Просватал Ольгу колхозный механик Коля Волков: как окрепла малость,
хорошеть начала - тоненькая, точно былинка, ловкая, и глаза
необыкновенные, не карие там или голубые, а с фиолетовым отливом, одни на
всю Землю. Он так и звал ее: Фиалочка. Ушел на войну Коля, домой не
вернулся... Сына своего не увидел.
Работала Ольга в колхозе как все, не жалела себя. А всю душу сыну
отдавала. Даром, что сама малограмотная, наставляла его на учение что было
мочи.
Школу сын окончил с золотой медалью, в университет поступил. А она,
как сын уехал, собрала в одночасье пожитки да на юг подалась. Так с тех
пор и живет у самого синего моря...
...Назойливо стрекотали цикады, доносились голоса курортников,
возвращавшихся с моря. Веселые голоса, безмятежные. Приезжие порхают как
бабочки-однодневки, хотят всего поскорее и побольше - моря, солнца,
развлечений. Короток отпуск-то, словно сама жизнь.

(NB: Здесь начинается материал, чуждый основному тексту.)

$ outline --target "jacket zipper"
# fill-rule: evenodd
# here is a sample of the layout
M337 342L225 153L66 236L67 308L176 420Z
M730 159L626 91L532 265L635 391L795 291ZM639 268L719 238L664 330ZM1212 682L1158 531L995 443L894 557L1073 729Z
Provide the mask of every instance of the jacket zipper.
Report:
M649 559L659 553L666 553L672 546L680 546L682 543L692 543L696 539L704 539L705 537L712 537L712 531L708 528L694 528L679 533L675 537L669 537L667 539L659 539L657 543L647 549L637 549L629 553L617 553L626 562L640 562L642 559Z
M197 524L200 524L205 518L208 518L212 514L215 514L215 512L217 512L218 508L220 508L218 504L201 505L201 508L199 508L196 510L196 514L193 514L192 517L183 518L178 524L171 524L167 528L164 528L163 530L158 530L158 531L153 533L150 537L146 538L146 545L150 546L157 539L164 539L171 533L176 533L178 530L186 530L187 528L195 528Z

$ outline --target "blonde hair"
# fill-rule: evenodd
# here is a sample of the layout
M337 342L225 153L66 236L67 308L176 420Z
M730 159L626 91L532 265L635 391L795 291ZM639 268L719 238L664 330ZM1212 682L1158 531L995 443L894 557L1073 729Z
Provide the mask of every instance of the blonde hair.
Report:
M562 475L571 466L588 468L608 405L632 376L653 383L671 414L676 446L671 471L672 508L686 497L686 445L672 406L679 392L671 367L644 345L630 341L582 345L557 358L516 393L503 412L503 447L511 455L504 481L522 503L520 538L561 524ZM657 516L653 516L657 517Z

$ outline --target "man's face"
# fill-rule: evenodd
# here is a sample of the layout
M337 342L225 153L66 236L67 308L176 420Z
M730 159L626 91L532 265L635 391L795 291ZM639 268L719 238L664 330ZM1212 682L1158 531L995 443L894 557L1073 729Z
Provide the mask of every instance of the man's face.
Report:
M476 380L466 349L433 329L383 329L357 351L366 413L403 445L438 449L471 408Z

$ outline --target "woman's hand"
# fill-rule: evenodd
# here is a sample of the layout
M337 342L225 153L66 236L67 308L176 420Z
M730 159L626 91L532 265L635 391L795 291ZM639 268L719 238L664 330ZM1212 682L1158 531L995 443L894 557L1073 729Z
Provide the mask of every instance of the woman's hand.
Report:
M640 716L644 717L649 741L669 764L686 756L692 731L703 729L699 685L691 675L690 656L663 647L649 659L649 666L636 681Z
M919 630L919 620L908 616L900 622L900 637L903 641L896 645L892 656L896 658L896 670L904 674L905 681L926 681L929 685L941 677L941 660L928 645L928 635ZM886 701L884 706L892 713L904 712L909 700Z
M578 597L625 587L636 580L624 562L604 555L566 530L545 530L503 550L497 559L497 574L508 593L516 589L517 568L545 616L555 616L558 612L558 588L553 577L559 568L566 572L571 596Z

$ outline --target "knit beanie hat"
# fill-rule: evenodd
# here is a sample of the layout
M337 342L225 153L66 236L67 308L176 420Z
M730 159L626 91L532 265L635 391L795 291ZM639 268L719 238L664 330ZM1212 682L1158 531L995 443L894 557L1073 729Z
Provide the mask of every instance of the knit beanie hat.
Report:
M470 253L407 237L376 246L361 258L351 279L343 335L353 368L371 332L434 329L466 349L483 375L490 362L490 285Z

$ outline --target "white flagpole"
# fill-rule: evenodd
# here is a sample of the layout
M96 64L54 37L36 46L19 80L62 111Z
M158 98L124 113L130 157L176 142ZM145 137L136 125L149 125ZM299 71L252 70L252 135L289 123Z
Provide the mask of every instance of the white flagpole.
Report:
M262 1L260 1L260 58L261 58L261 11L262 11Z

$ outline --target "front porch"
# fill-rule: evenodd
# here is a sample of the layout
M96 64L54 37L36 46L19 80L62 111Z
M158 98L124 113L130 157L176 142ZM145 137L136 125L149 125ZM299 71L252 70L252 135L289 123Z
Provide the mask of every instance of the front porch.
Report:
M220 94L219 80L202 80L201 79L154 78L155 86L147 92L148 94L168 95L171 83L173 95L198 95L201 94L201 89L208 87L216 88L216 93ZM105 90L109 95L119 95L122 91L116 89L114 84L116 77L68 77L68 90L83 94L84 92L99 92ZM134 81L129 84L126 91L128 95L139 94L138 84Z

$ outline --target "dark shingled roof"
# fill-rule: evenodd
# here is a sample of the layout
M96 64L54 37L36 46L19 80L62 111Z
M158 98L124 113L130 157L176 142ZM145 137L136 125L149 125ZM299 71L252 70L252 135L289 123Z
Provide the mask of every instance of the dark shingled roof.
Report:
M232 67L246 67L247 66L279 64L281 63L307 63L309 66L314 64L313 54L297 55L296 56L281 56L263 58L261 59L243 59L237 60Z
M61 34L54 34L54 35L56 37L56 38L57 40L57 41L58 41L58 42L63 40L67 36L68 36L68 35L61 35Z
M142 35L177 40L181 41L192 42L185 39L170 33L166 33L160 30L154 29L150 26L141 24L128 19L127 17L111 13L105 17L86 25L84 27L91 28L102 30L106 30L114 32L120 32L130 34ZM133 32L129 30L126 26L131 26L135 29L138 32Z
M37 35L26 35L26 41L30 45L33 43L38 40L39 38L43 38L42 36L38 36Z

А местные все белые, не принимают загара. Море - вон оно, рядом, и
чувствуешь его, а приобщиться некогда: одно не доделала, другое не
начала... Так и откладываешь: не высохнет море, никуда не денется. Оно-то
не денется...
Сын уговаривал:
- Тебе покой нужен. Переезжай к нам в Москву!
А сам в глаза не глядел, думал: "Вдруг согласится, возьмет и
переедет... Как же я ее, деревенскую, друзьям-интеллектуалам показывать
буду?"
Сын жил добротно, квартиру занимал трехкомнатную, в хорошем районе -
минут сорок до центра, это у них за расстояние не считается. Работал в
научном институте физиком-теоретиком - должность такая. "Я, - шутил, -
науку двигаю в направлении технического прогресса, но все больше боком".
- Расскажи, сынок, о работе своей, - просила мать. - Трудная небось!
Тяжко тебе?
- Как когда. Бывает и тяжеленько.
- Да ты рассказывай, не скрытничай от матери.
- Что рассказывать? Все равно не поймешь. Ты ведь без образования, а
здесь и десятилетки недостаточно.
- Жизнь у меня такая сложилась, - вздохнула мать. - Некогда было
образовываться. А ты все же расскажи, вдруг пойму?